Deep learning-based respiratory auscultation is currently hindered by two fundamental challenges: (i) inherent information loss, as converting signals into spectrograms discards transient acoustic events and clinical context; (ii) limited data availability, exacerbated by severe class imbalance. To bridge these gaps, we present Resp-Agent, an autonomous multimodal system orchestrated by a novel Active Adversarial Curriculum Agent (Thinker-ACA). Unlike static pipelines, Thinker-ACA serves as a central controller that actively identifies diagnostic weaknesses and schedules targeted synthesis in a closed loop. To address the representation gap, we introduce a Modality-Weaving Diagnoser that weaves EHR data with audio tokens via Strategic Global Attention and sparse audio anchors, capturing both long-range clinical context and millisecond-level transients. To address the data gap, we design a Flow Matching Generator that adapts a text-only Large Language Model (LLM) via modality injection, decoupling pathological content from acoustic style to synthesize hard-to-diagnose samples. As a foundation for these efforts, we introduce Resp-229k, a benchmark corpus of 229k recordings paired with LLM-distilled clinical narratives. Extensive experiments demonstrate that Resp-Agent consistently outperforms prior approaches across diverse evaluation settings, improving diagnostic robustness under data scarcity and long-tailed class imbalance.
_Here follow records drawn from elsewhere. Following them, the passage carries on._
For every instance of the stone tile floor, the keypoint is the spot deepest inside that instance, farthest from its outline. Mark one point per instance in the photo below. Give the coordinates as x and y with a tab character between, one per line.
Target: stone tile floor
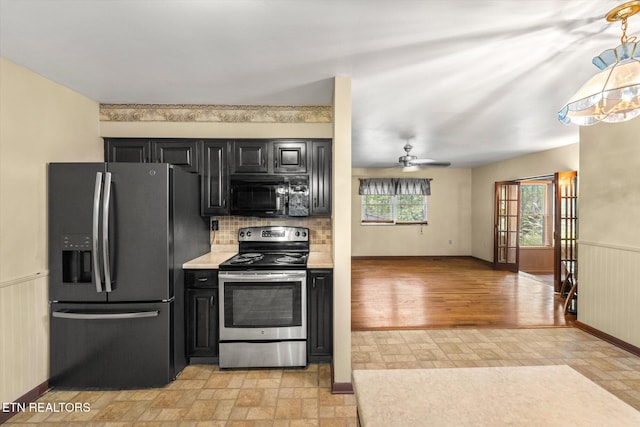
203	395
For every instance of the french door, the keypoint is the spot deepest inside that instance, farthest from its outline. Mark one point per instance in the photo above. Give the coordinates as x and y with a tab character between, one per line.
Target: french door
507	226
566	227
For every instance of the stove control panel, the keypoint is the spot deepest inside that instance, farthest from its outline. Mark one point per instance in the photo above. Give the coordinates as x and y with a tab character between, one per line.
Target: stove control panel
273	234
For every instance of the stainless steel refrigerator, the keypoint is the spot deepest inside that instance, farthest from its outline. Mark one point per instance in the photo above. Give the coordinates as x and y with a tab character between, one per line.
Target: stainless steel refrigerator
118	235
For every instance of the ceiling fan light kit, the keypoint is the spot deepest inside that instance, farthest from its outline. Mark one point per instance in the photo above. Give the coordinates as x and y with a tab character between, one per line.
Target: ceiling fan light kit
612	95
411	163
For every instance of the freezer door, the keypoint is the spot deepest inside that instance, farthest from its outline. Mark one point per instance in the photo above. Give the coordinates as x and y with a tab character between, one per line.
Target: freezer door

Our code and data are available at https://github.com/zpforlove/Resp-Agent.
Paper Structure (39 sections, 8 equations, 3 figures, 16 tables)

This paper contains 39 sections, 8 equations, 3 figures, 16 tables.

Figures (3)

  • Figure 1: Overview of Resp-Agent. The framework functions as a closed-loop system composed of three interacting modules: (a) Thinker: A compute-aware planner (Thinker-A$^2$CA) that parses semantic intents and routes tasks to other agents based on recycled error profiles and calibrated confidence. (b) Generator: A synthesis module utilizing modality injection to condition the Resp-MLLM on both textual diagnosis and reference acoustic style, decoding discrete units via conditional flow matching. (c) Diagnoser: A clinical inference module employing modality weaving to fuse EHR summaries with audio features early in the network, leveraging sparse global attention for robust cross-modal reasoning.
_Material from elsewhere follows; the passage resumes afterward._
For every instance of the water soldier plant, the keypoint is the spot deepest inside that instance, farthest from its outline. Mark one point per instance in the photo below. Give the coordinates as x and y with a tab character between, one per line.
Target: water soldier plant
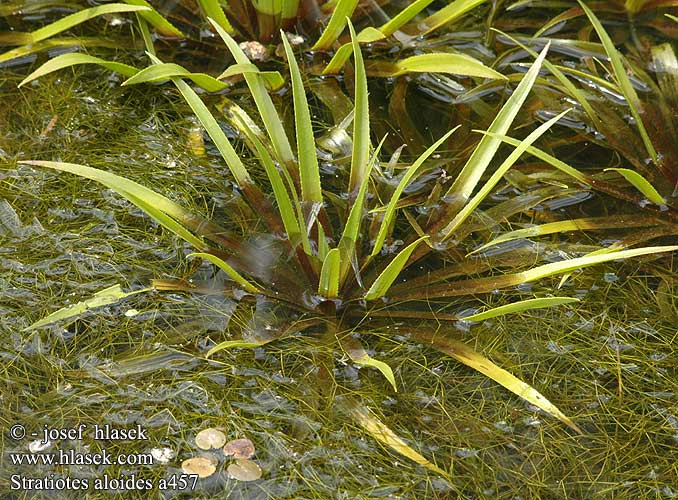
346	255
  • Figure 2: Detailed architecture of Resp-MLLM (Stage 1 of the Generator). The model functions as a style-conditioned multimodal unit generator. Top: A modality injection mechanism fuses textual diagnosis semantics with acoustic style embeddings (projected from temporally pooled BEATs features) to prompt the Qwen3-0.6B-Base backbone. Bottom: A leak-free conditioning strategy is employed during training: random mask sampling ($\mathcal{M} \approx 10\%$) prevents the model from peeking at oracle tokens, ensuring robust autoregressive prediction of discrete acoustic units.
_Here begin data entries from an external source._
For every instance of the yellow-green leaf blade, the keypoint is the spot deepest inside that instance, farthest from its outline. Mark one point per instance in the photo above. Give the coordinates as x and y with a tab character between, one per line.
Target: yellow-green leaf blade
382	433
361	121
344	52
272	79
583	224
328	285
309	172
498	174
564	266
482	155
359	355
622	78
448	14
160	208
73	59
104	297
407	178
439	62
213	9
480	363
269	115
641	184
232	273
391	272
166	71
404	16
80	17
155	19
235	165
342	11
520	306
  • Figure 3: Diagnoser Architecture: Modality Weaving with Strategic Global Attention. The framework comprises three key mechanisms: (1) Input-Level Modality Weaving: EHR text tokens and projected audio features (extracted via BEATs) are fused into a single token-aligned sequence at the input layer, enabling native cross-modal interaction. (2) Strategic Global Attention: A Longformer backbone combines efficient sliding-window attention with a sparse set of global tokens, which includes textual sentinels and distributed Audio Anchors to model long-range dependencies with linear complexity. (3) Audio Anchor Mechanism: Anchors act as cross-modal hubs spaced at $\approx$80ms intervals, allowing distinct text symptoms (e.g., "wheeze") to directly query transient acoustic events, thereby capturing fine-grained temporal structures without quadratic computational costs.